Two phones and the Internet chased Portrait of a Girl in a Red Dress, an 18" x 15" oil on canvas by French artist Charles-Amable Lenoir (1861-1940), to $7995 (est. $600/800).

The highlight among the 200-some prints and photographs on offer was a unique hand-painted and glazed 7 11/16" x 7 5/8 " terra-cotta tile by Pablo Picasso (1881-1973), Le joueur de diaule, 1957, that brought $43,050 (est. $35,000/55,000). It had been exhibited extensively.

For more information, visit the website (www.skinnerinc.com) or call Skinner’s fine art department at (508) 970-3206.


Signs by Robert Rauschenberg (1925-2008), a 35 3/8" x 26 7/8" color screenprint, was published by Castelli Graphics in New York City. Signed, numbered 203/250, and dated 1970, it realized $23,370 (est. $10,000/15,000) online. The image is a summation of the 1960s.


Bidders waited patiently for Pi, a 1973 work by Lynda Benglis (b. 1941), to come under the hammer, which didn’t happen until late in the sale—only a few lots from the end. The 31½" long sculpture of acrylic paint and glitter on cotton bunting and plaster over an aluminum screen brought $67,650 (est. $15,000/20,000). It had been acquired by the consignor in 1974 from the Hansen Fuller Gallery, San Francisco.
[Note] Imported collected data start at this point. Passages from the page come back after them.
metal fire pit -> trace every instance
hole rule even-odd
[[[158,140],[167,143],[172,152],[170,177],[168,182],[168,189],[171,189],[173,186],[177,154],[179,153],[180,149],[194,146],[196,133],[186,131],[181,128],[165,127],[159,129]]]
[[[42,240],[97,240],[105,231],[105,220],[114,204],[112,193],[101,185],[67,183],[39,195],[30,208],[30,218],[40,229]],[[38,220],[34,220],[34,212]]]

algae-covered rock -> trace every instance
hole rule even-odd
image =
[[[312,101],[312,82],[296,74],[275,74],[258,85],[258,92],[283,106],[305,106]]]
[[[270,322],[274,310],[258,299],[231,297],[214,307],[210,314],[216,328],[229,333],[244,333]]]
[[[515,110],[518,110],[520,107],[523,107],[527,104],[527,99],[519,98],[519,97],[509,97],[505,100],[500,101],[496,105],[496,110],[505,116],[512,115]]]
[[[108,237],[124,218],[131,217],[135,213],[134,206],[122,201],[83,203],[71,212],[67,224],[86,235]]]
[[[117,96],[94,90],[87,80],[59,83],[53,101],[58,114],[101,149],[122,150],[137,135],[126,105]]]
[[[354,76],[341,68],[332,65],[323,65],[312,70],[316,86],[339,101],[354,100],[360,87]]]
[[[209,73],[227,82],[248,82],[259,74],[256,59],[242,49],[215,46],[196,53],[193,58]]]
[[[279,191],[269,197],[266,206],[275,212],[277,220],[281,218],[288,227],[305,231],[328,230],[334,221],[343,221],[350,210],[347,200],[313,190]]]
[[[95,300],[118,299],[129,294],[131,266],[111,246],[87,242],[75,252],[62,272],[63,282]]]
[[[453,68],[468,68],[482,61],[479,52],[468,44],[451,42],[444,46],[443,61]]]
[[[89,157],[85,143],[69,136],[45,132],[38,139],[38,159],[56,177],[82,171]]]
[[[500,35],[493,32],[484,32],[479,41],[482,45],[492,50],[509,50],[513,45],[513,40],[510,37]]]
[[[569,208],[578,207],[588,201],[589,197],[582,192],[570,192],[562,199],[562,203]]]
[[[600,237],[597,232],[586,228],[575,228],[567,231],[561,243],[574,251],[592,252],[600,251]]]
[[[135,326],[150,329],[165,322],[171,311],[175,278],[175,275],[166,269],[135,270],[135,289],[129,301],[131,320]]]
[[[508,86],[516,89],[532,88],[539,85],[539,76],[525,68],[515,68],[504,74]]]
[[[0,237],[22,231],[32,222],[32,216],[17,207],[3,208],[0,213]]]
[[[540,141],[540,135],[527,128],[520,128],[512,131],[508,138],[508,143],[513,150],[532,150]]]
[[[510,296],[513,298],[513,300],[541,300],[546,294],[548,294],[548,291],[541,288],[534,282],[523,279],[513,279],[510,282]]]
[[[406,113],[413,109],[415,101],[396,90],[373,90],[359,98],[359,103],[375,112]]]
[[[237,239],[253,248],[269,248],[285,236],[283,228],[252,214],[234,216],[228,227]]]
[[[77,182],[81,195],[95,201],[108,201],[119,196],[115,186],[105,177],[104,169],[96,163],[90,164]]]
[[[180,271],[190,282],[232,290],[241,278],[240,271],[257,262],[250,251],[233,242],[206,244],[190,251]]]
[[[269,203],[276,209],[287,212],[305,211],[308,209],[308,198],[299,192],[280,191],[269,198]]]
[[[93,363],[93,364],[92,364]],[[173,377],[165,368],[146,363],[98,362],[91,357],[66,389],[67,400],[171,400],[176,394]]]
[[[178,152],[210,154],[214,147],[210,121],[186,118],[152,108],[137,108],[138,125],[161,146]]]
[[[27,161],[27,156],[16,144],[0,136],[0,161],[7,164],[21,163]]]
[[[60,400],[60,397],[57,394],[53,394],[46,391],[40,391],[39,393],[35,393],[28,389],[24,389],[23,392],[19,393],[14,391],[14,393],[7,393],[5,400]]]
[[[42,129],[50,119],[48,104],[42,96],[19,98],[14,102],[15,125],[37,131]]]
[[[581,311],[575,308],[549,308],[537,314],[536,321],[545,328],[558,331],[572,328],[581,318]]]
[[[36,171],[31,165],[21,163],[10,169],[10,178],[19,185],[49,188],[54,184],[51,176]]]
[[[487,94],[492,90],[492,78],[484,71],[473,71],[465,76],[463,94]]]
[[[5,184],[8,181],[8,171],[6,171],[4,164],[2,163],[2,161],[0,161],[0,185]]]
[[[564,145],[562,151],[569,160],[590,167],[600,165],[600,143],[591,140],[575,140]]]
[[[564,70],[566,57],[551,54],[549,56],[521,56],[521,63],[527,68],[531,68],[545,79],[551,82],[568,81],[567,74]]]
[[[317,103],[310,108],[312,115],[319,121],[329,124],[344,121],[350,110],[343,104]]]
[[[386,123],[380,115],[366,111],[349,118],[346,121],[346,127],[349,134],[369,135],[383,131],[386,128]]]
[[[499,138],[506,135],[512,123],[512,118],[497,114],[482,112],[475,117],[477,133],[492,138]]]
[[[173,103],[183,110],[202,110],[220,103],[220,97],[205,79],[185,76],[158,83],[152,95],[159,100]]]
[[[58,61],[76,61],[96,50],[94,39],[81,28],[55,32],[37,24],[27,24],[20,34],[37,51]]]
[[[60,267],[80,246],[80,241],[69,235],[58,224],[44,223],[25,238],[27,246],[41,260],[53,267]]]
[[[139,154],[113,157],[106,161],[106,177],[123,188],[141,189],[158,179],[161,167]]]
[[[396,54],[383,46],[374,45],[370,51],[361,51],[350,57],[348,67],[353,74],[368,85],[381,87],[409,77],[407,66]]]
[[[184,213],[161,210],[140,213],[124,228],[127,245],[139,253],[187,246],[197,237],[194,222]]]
Ship at Sea, a 24" x 36" oil on canvas by British artist Montague Dawson (1890-1973), came from a New York collection and sold for $17,220 (est. $1000/1500).


From the estate of Walter F. Goodman was Boules de neige et pavot, an 18" x 14¾" Fauvist oil on canvas still life with flowers by Louis Valtat (1869-1952). Estimated at $15,000/25,000, it realized $39,360. The picture was accompanied by a brochure from Wally Findlay Galleries that included as its final page a guarantee of authenticity signed by Walstein C. Findlay Jr. in January 1966, plus a photo-certificate signed by Yves Hémin of Galerie Marcel Bernheim, Paris, on November 10, 1965.


Mid-town, 5th Avenue, Winter, a 25" x 30" oil on canvas by Guy Carleton Wiggins (1883-1962), was accompanied by a letter of authentication by his son, the artist Guy Arthur Wiggins (b. 1920). The scene is snowy, with only three American flags visible in the near distance. Estimated at $25,000/35,000, it sold online for $104,550. The picture had been given by the artist to his student Pauline Plume of Watertown, Connecticut, and it descended to the consignor.